KARAWANG – Dinas Kesehatan (Dinkes) Kabupaten Karawang memastikan seluruh calon jemaah haji tahun 1447 Hijriah atau tahun 2026 mendapatkan layanan vaksinasi sebagai upaya perlindungan kesehatan sebelum keberangkatan.
Kepala Bidang Pencegahan dan Pengendalian Penyakit (P2P) Dinkes Karawang, Yayuk Sri Rahayu, menyampaikan, terdapat 3 jenis vaksin yang wajib diberikan kepada jemaah, yaitu meningitis meningokokus, polio, dan Covid-19.
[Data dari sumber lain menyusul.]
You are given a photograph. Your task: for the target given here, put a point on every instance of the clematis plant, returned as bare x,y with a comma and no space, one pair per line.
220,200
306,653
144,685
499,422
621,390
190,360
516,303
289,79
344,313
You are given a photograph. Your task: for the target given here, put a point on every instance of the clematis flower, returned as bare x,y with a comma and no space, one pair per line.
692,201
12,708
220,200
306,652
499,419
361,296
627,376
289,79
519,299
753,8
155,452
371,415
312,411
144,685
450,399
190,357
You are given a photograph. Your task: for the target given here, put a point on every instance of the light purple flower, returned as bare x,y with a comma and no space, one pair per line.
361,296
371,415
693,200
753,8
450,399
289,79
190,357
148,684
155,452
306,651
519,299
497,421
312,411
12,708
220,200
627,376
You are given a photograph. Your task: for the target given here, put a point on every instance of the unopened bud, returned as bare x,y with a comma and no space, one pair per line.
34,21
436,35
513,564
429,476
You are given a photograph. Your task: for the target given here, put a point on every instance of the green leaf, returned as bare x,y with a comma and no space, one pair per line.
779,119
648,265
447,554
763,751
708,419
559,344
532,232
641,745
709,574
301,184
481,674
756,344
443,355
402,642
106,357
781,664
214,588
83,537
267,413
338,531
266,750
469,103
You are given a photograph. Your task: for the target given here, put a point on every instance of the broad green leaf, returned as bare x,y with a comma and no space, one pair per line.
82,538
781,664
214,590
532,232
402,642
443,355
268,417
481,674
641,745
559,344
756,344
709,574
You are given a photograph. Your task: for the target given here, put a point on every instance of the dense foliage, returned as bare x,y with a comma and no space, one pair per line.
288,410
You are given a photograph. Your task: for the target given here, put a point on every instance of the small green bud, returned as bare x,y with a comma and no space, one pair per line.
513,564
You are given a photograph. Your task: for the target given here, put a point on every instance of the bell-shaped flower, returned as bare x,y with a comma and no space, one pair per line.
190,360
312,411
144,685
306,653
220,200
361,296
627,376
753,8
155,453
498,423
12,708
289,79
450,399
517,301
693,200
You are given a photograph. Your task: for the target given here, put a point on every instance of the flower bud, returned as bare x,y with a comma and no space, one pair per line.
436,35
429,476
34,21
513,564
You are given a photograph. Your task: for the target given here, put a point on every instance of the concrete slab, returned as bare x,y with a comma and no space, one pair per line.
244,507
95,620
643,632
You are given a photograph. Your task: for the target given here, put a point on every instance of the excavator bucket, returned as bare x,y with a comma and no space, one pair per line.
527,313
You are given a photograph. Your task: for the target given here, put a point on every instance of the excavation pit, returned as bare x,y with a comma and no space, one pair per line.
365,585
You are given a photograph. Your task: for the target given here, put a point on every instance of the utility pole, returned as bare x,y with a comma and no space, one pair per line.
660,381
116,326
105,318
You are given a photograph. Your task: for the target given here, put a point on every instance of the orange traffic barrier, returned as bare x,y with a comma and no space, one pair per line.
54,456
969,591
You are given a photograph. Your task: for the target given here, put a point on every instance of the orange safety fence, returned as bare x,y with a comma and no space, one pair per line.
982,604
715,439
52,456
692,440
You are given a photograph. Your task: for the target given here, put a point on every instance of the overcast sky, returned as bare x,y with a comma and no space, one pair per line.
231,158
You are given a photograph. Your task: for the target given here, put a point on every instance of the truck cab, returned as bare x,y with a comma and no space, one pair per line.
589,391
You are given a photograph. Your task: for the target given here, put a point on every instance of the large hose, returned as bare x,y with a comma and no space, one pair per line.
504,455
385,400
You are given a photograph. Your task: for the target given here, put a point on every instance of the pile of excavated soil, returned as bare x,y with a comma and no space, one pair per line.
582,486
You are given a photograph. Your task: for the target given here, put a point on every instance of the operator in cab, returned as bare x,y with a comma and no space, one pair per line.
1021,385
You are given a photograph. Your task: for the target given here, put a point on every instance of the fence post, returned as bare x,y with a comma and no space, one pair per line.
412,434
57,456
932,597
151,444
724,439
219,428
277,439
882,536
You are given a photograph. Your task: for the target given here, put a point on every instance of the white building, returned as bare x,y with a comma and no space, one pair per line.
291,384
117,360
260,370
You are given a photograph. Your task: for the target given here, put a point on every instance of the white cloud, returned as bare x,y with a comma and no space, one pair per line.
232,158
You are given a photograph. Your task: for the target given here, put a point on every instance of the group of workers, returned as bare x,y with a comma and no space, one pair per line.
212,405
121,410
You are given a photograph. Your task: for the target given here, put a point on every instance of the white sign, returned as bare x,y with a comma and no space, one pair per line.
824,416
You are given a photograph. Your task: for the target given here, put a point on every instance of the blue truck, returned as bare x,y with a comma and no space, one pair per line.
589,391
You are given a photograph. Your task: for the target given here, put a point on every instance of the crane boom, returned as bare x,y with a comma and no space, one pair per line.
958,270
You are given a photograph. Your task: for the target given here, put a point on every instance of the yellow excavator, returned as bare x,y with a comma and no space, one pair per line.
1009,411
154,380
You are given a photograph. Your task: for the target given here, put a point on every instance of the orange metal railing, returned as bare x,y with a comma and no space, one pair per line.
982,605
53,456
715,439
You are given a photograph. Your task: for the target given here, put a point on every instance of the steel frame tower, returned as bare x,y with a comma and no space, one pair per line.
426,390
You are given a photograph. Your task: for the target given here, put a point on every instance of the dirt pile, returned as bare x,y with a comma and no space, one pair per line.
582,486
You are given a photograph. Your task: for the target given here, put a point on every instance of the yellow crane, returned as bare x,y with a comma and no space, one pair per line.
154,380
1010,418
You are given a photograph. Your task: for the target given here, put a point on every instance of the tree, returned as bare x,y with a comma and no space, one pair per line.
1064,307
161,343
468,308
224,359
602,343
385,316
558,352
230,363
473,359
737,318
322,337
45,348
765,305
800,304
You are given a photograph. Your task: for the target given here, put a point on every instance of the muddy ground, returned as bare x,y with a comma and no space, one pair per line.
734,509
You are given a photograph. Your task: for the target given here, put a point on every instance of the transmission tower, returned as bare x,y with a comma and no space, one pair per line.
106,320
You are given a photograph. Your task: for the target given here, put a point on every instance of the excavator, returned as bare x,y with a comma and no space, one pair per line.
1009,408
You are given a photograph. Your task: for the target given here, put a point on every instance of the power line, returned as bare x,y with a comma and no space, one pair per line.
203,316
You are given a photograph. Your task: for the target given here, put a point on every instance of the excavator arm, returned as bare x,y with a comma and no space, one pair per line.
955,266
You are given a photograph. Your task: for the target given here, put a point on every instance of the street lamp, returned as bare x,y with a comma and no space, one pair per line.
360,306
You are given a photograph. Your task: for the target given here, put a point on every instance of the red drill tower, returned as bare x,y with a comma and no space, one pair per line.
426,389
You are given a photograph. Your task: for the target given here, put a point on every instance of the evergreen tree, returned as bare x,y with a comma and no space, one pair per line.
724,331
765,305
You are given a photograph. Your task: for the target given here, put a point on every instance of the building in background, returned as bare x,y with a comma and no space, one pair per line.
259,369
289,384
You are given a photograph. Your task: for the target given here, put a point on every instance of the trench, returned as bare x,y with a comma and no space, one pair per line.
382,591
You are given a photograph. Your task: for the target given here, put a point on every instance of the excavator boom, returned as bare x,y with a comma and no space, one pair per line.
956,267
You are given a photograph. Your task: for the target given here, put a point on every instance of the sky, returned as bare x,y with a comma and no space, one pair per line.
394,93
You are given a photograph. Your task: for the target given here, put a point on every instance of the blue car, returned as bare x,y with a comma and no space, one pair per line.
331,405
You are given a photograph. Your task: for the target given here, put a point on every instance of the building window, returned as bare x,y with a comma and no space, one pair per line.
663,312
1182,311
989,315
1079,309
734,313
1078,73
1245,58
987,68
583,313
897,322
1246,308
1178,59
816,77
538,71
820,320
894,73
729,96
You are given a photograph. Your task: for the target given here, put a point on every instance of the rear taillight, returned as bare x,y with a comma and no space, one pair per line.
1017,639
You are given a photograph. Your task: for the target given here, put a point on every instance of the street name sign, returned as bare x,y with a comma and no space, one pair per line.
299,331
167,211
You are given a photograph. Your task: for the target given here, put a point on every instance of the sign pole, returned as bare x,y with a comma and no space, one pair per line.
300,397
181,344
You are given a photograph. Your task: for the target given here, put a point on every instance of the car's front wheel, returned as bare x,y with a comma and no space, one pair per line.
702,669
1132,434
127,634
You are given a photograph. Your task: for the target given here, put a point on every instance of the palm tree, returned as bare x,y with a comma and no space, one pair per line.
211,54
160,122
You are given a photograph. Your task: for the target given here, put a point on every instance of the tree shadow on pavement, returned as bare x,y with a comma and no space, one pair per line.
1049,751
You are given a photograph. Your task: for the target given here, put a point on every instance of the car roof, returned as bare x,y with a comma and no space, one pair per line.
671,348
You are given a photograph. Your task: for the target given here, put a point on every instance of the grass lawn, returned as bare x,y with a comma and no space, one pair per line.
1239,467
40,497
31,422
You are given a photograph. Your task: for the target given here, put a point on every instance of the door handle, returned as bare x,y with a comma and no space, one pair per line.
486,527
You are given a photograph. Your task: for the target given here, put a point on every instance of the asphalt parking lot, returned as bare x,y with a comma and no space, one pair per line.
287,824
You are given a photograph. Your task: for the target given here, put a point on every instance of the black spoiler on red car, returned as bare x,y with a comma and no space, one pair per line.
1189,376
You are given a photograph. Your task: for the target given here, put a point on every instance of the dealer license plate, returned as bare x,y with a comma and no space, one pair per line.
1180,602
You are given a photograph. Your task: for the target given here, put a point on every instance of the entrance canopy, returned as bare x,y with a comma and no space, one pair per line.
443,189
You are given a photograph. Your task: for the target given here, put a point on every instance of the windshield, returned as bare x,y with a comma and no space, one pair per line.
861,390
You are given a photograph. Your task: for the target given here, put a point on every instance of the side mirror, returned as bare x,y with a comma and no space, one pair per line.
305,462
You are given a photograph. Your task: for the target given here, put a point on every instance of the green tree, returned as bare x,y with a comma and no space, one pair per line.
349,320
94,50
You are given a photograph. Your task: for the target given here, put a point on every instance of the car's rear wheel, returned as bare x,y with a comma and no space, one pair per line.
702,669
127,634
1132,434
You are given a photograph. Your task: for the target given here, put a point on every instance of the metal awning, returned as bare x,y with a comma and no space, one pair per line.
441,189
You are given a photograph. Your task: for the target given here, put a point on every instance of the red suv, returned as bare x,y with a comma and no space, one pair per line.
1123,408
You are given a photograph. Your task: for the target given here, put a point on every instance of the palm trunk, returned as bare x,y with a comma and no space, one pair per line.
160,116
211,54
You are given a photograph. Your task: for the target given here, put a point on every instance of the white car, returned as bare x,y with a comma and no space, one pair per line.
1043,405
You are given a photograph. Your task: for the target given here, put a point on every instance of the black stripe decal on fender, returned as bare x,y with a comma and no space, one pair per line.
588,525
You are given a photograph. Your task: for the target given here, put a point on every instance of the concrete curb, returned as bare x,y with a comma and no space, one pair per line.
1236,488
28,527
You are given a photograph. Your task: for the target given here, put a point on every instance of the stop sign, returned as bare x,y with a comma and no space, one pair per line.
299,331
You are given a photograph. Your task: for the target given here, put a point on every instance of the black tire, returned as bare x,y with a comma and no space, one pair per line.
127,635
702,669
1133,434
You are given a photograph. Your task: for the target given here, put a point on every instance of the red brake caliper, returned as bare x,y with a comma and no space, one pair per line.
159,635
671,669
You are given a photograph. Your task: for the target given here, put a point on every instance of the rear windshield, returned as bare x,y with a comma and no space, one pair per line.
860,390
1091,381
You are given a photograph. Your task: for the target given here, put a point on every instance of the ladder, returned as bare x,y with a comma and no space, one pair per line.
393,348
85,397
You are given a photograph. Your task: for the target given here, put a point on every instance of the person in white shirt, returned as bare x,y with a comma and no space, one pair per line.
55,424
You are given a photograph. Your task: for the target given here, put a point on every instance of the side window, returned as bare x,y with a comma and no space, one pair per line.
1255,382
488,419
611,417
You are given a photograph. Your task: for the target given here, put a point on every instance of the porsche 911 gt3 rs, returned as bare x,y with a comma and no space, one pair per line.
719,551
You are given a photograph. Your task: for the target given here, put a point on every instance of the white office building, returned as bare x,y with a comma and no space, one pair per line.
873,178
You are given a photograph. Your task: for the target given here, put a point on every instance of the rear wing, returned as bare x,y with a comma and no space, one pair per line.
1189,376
Selain itu, vaksin influenza juga direkomendasikan untuk memperkuat daya tahan tubuh terhadap risiko infeksi saluran pernapasan selama ibadah.
Baca juga: Siswi Korban Pencabulan Guru PPPK di Cibuaya Karawang Rupanya Sudah Dipacari Diam-diam
Menurut Yayuk, vaksin wajib tersebut diberikan tanpa biaya bagi jemaah yang telah melunasi Biaya Penyelenggaraan Ibadah Haji (BIPIH). Sementara vaksin influenza bersifat anjuran guna memberikan perlindungan tambahan.
Pelaksanaan vaksinasi dilakukan secara bertahap di 11 puskesmas yang tersebar di wilayah Karawang, yakni Karawang, Kalangsari, Cilamaya, Wadas, Kutawaluya, Jatisari, Jayakerta, Tirtajaya, Majalaya, Klari, dan Purwasari. Kegiatan ini berlangsung mulai 28 Maret hingga 17 April 2026 dengan target sebanyak 1.875 calon jemaah.
Dalam prosesnya, jemaah diwajibkan mengikuti alur pelayanan yang telah ditentukan, dimulai dari pendaftaran sesuai jadwal.
Selanjutnya dilakukan pemeriksaan kesehatan awal seperti pengecekan suhu tubuh dan tekanan darah, serta verifikasi oleh petugas kesehatan.